The PCA was carried out in R using the prcomp() command in the stats package. PCA plots were generated using the ggplot2 and ggfortify packages in R. Correlation plots were created using Prism v.10.4.1 (GraphPad Software). Sankey plots were created using SankeyMATIC (https://sankeymatic.com/).

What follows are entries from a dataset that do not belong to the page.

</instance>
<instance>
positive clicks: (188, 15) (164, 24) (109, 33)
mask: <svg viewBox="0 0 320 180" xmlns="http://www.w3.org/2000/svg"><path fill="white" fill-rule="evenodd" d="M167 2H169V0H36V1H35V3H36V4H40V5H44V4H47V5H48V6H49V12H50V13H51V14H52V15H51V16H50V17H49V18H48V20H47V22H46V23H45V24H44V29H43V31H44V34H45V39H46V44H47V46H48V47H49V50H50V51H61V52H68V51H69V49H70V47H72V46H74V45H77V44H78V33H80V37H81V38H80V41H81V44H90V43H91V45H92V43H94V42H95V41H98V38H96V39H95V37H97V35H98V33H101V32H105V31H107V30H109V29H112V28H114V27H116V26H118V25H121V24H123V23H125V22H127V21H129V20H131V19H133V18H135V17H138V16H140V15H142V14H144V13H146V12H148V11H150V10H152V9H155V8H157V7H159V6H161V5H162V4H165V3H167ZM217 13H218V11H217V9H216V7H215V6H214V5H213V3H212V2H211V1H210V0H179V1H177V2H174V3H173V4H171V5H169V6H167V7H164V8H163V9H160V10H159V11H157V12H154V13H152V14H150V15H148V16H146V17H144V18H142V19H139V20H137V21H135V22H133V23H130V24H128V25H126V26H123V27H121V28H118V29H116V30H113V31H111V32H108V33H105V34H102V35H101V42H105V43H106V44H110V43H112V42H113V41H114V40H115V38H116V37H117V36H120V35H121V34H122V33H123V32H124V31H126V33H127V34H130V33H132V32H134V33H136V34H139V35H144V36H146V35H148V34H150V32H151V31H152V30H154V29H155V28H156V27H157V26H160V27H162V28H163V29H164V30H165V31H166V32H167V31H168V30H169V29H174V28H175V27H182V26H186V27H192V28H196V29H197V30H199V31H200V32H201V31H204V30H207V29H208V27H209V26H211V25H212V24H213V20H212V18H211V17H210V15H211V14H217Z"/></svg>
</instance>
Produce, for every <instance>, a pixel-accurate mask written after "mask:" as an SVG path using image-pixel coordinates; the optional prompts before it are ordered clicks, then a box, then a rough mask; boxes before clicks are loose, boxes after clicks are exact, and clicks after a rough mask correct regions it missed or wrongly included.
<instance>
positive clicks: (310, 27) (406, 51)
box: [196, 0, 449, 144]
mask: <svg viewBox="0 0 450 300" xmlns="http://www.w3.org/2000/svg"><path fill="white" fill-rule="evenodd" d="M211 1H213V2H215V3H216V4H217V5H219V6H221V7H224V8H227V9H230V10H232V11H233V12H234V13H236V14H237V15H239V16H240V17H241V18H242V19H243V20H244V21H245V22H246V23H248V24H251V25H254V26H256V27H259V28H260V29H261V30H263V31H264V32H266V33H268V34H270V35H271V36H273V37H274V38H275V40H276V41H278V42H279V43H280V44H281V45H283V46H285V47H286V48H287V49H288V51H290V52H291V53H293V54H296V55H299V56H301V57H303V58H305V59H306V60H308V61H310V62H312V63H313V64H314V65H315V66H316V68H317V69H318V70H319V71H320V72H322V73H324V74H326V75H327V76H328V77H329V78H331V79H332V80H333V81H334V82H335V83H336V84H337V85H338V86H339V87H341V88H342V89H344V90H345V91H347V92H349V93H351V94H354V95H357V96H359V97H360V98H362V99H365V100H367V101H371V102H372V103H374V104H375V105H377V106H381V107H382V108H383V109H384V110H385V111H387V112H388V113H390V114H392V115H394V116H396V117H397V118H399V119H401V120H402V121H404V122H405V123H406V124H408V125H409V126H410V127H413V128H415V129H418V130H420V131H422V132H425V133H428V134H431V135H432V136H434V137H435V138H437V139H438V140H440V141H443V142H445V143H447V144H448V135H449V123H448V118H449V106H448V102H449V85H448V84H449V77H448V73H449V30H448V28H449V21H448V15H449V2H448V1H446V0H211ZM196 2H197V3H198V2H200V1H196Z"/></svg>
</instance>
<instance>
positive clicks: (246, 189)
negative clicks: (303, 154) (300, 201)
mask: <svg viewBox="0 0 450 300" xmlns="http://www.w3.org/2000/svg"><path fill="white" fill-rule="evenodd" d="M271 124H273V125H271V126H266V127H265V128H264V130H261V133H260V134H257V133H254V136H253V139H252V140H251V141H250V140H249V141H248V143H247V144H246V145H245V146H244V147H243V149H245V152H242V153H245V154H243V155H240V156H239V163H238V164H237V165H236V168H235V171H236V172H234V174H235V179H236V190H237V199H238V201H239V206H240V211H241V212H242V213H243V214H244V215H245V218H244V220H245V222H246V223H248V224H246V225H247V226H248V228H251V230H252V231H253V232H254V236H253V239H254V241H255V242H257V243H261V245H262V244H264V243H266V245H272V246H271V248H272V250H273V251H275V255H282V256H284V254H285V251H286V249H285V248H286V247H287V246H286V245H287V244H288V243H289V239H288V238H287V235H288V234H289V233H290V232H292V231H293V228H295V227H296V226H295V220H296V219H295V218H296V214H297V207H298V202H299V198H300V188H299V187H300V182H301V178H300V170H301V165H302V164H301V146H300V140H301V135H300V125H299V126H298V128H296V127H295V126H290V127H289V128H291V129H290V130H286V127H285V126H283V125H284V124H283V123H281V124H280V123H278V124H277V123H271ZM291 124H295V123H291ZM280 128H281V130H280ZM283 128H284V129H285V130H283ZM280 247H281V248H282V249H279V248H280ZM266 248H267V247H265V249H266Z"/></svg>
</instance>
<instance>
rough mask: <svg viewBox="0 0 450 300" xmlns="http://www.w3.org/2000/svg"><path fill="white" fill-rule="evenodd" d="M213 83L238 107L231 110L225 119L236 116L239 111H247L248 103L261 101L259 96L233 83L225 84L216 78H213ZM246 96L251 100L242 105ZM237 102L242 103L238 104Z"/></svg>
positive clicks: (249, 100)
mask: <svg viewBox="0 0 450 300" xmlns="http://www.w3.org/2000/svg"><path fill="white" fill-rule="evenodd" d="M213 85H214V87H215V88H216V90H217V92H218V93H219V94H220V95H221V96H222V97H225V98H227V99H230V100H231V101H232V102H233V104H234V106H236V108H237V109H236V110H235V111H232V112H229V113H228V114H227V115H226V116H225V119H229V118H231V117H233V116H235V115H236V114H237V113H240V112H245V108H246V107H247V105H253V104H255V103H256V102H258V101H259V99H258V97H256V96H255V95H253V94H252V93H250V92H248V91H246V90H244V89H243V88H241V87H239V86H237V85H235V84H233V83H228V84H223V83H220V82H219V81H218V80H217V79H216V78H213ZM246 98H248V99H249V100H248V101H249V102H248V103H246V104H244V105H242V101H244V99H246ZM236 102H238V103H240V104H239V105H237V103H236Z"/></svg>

Sodium nitroprusside exposure

Human cadaveric islets (n = 6 different biological preparations) were resuspended in serum-free defined Connaught Medical Research Laboratories medium containing 2% fatty-acid-free BSA within 24–60 h of isolation. Islets were then exposed to different concentrations (0 mM, 1 mM and 10 mM) of freshly prepared sodium nitroprusside for 24 h. Experimental culture supernatants (without contamination from islet cells) were collected for miRNA analysis. RNA isolation and miRNA qPCR with reverse transcription were performed as described above. Normalized Ct values were used to perform supervised clustering analyses with the ComplexHeatmap package in R based on Euclidean distance.

Pathway analysis

MiRNAs that distinguished the UQ of drug responders from the LQ of drug responders (Fig. 5C) in the imatinib trial were assessed for targeting pathways using miRBase, AmiGO2 and miRPathDB. We evaluated the four key miRNAs (miR-24-3p, miR-25-3p, miR-27b-3p and miR-92a-3p) using miRPathDB 2.0, which offers comprehensive resources for miRNA target pathway analyses. These four miRNAs targeted distinct sets of genes with as little as 2.7% overlap between miR-27b-3p and miR-24-3p targeting pathways (Jaccard coefficient = 0.027), to a higher overlap (Jaccard index = 0.252) between miR-25-3p and miR-92a-3p. As the drug used in the imatinib trial targets the tyrosine kinase pathway, the analysis focused on tyrosine kinase and some of the other relevant pathways, as illustrated in Fig. 5e. All computationally identified genes targeted by these miRNAs were compared to the known imatinib targets^{37,38,39,40,41,42,43,44,45}.

Further details of the products and software package versions are provided in Supplementary Tables 10 and 11respectively.

Reporting summary

Further information on research design is available in the Nature Portfolio Reporting Summary linked to this article.